Biden COVID Adviser: Americans Should Have ‘Sacrificed A Little Bit’ More during Pandemic

  • Oops!
    Something went wrong.
    Please try again later.

During a Monday appearance on CBS This Morning, former Biden White House senior adviser for COVID Response Andy Slavitt suggested that Americans should have “sacrificed a little bit” more during the pandemic.

When host Tony Dokoupil asked how much of the crisis was preventable, Slavitt blamed the policies of the Trump administration and citizens generally for not forfeiting more personal conveniences and liberties for public health and a common national purpose.

“If we’re honest, we also made two other types of mistakes that caused a lot of loss of life. One was just plainly political leadership mistakes. We denied the virus for too long under the Trump White House. There was too much squashing of dissent and playing on divisions,” he said.

“We all need to look at one another, and ask ourselves, ‘What do we need to do better next time, and in many respects, being able to sacrifice a little bit for one another to get through this and to save more lives, it’s going to be essential. And it’s something that I think we all could have done a little bit better on,” Slavitt added.

Slavitt recently published a book, titled “Preventable”, which discusses the leadership failures during the national COVID fiasco. Dokoupil asked the author if he had a message for the public to help it prepare for future pathogenic disasters.

“Preventing the spread of the disease is really about a couple simple things. Not breathing near one another in large spaces, that’s really it if you want to be overly simple about it. And that requires a certain amount of sacrifice and change in a short period of time,” he remarked.

“None of us could do it forever, it’s not pleasant, but when we do, we reduce the amount of spread pretty dramatically. And if the variants come back in the fall, as they will, the people who are unvaccinated are rally going to need to pay serious attention to that and consider getting vaccinated,” Slavitt continued.
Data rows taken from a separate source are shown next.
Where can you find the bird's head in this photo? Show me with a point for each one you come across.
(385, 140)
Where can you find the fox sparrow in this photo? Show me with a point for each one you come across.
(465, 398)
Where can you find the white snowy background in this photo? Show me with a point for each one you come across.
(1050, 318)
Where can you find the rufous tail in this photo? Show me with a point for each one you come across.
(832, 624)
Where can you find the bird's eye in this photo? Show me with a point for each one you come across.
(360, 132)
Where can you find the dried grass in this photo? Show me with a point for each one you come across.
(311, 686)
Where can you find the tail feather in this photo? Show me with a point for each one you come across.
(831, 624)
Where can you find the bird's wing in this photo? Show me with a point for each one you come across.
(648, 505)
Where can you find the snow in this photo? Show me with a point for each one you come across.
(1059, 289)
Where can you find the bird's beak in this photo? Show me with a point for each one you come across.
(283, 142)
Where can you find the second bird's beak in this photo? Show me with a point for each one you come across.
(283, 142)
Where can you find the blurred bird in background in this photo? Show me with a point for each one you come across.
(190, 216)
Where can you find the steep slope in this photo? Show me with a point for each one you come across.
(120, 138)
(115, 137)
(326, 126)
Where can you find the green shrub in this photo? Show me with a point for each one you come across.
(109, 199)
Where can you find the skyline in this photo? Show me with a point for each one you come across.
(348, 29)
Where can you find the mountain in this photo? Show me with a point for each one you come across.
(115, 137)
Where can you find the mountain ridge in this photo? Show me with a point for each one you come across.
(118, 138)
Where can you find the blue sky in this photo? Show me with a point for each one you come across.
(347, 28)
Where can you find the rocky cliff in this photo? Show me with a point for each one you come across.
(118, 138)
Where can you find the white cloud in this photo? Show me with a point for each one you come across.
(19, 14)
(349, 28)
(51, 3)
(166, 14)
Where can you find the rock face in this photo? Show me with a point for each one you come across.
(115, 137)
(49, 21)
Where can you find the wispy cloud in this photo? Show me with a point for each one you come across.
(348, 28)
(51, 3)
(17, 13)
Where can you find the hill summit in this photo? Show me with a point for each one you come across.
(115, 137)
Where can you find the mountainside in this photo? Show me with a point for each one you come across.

Slavitt’s comments come after a recent CDC study indicated that teen suicide attempts surged during the COVID lockdowns. According to the research, female adolescents ages 12 through 17 visited the hospital for suicide attempts between February and March of 2021 at a nearly 51 percent higher rate compared to the same period in 2019 — before stay-at-home orders forced businesses and schools to close.

The former COVID advisor’s statement about public sacrifice comes as the nation struggles to a recover from a steep lockdown-induced economic decline and mental health crisis, with children, women in the labor force, lower-income people, and minorities suffering disproportionately.

While Slavitt insisted that only short-term “change” and “sacrifice” may be required to curb or postpone the infection rate of a virus, many states and countries imposed mandatory lockdowns and restrictions that endured for the better part of 2020 at the expense or permanent demise of small businesses, industrial sectors, and livelihoods.